Primero está la vida. Incluso el amor. A continuación llega el naufragio de la vida. Incluso del amor. El muro literario contra el dolor que puedo contemplar en la novela de Alberto Masa es una alegoría del aislamiento, más allá de la intoxicación social de la ciudad, que implica la demonización, la pena, la soledad de la vida en el pueblo, y la constancia de las ambiciones truncadas y el amor no correspondido.

(Ella se va a París, y él está derrotado; habla con Dios, con un loro, con Marcial en el bar, con un pastor de ovejas más o menos putas, que siempre anda diciendo qué bien vivís los jubilados, con la chica promiscua y ordinaria; y el desamor es lo suficientemente punzante para que Ella lleve mayúscula).

Pititi se ríe. Ríe muy alto, Pititi. Despierta a las ovejas, incluidas algunas que no me hubiera figurado que tuvieran la posibilidad de despertarse. Algunas aprovechan para darse un remojón en un charco de lodo. Hay unos cuantos. Pero qué bien vivís los jubilados, me dice Pititi cuando consigue parar de reír, mientras no acaba de liar una especie de cigarro. Me dice que son todas unas putas refiriéndose a las ovejas.
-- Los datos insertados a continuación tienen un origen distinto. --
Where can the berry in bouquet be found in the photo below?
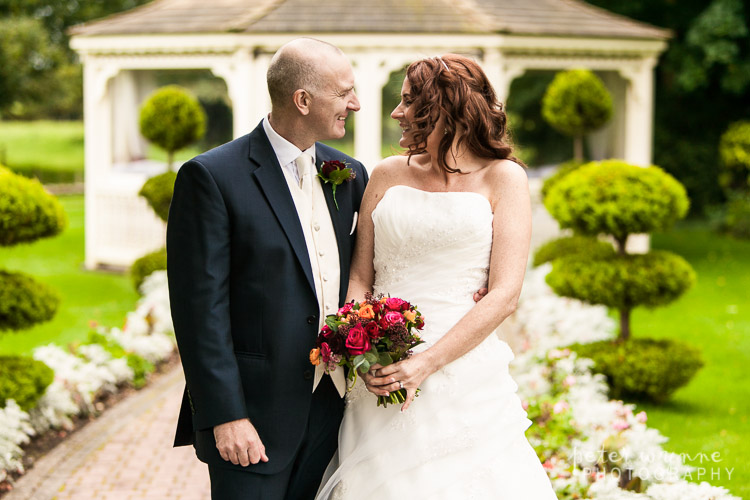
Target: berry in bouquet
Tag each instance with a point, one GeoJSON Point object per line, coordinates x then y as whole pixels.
{"type": "Point", "coordinates": [381, 330]}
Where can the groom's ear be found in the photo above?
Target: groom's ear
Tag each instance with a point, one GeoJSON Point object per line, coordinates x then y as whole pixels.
{"type": "Point", "coordinates": [301, 100]}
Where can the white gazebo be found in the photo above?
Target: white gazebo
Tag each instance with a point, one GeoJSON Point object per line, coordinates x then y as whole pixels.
{"type": "Point", "coordinates": [235, 40]}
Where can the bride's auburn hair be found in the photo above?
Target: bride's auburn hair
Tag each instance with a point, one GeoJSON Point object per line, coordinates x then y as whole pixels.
{"type": "Point", "coordinates": [455, 87]}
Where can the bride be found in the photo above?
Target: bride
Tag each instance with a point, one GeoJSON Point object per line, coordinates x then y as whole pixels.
{"type": "Point", "coordinates": [435, 225]}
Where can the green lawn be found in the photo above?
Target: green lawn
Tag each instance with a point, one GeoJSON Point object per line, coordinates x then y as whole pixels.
{"type": "Point", "coordinates": [86, 295]}
{"type": "Point", "coordinates": [709, 415]}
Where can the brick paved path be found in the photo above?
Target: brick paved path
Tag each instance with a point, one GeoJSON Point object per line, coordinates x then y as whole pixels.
{"type": "Point", "coordinates": [125, 454]}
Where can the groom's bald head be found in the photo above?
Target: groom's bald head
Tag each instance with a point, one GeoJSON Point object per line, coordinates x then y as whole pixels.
{"type": "Point", "coordinates": [297, 65]}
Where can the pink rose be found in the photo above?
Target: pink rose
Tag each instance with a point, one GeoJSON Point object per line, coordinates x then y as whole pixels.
{"type": "Point", "coordinates": [357, 342]}
{"type": "Point", "coordinates": [393, 303]}
{"type": "Point", "coordinates": [325, 352]}
{"type": "Point", "coordinates": [394, 318]}
{"type": "Point", "coordinates": [372, 329]}
{"type": "Point", "coordinates": [345, 309]}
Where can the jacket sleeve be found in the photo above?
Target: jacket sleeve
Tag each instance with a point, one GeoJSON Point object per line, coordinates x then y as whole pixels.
{"type": "Point", "coordinates": [198, 268]}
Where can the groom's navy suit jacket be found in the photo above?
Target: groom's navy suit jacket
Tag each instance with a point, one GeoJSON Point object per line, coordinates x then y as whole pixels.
{"type": "Point", "coordinates": [243, 297]}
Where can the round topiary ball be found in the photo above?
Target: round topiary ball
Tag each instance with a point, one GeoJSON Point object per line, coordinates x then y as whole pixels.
{"type": "Point", "coordinates": [24, 301]}
{"type": "Point", "coordinates": [622, 281]}
{"type": "Point", "coordinates": [172, 119]}
{"type": "Point", "coordinates": [617, 198]}
{"type": "Point", "coordinates": [573, 245]}
{"type": "Point", "coordinates": [27, 211]}
{"type": "Point", "coordinates": [158, 192]}
{"type": "Point", "coordinates": [576, 102]}
{"type": "Point", "coordinates": [643, 369]}
{"type": "Point", "coordinates": [144, 266]}
{"type": "Point", "coordinates": [734, 149]}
Me dice que se está bien con los pies al aire a la sombra de un árbol. Le digo que me parece que están sonando las campanas de la iglesia. Me pregunta si las oigo desde aquí. Callamos durante tres segundos. Qué putas son las cabronas, dice Pititi. Todas, dice, incluidas las ovejas.

La inoculación del veneno, la derrota por que Ella está en París, sin él, escritor terapéutico, así que el muro no es hacia fuera, es hacia dentro, y supone una praxis de esparcimiento mental y emocional para desarrollar, prosaico, el dolor, con poca luz, como buena enemiga del oscurantismo, con poco futuro, pero siempre volando con la mente, como estrategia para saltar el muro. Y muchos espejos convexos. Como si fuera una realidad virtual que va acelerando hacia el futuro, superando los escepticismos que persisten en todas sus argumentaciones narrativas, el desaliento, el pueblo, la dejadez, la vida con poco visaje de maravillosa, con un estilo (muy curioso: loco y pulcro, e irremediablemente poético) deliberadamente espectral en la escritura, preciosista, austera y sucia a la vez, algo que no tiene absolutamente nada que ver con la conversación tabernaria del autor, Alberto Masa, si bien hay tics que se pueden intuir como una parodia auto-referencial y por tanto, un conflicto entre ficción y realidad.

A veces mi casa es un desierto que encuentra como oasis rastros de Ella, rastros que terminan configurándose en el manido espejismo de una flor del desierto.

Pudiera ser que en algún momento marque demasiado el tono maldito, cuando estamos ante una novela esencialmente dolorosa con interludios muy oxigenados (a veces bastante cómicos) entre secuencias narrativas, que vienen a ser: una chica promiscua, un pastor de ovejas, un tabernero, una tía del narrador que le invita a comer menús del día, y un bebé que es metafóricamente la pureza de la vida por delante. Soluciones de lectura y amenidad más o menos brillantes, pero de igual manera, nada ambiciosas, aunque sí es verdad que se percibe el esfuerzo de aportar cohesión narrativa a un relato algo desconfiado con la voluntad del lector. Por tanto no se trata de un libro excesivamente masturbado, narcisista. Todo con la energía de la rabiosa existencia que desfila por la línea de las batallas perdidas. Un libro tiene que ser un hacha que abra un agujero en el mar helado de nuestro interior. Sin duda, en el luminiscente lumen de Alberto Masa, sí. Muy agradecido de que esta novelita esté escrita con brújula y no con mapa, para los estupores y las cosas hilarantes; de otra manera, la novela ríe, incluso se descojona con tribulaciones que trotan sin remedio hacia el fracaso. El raquitismo sentimental. Vital.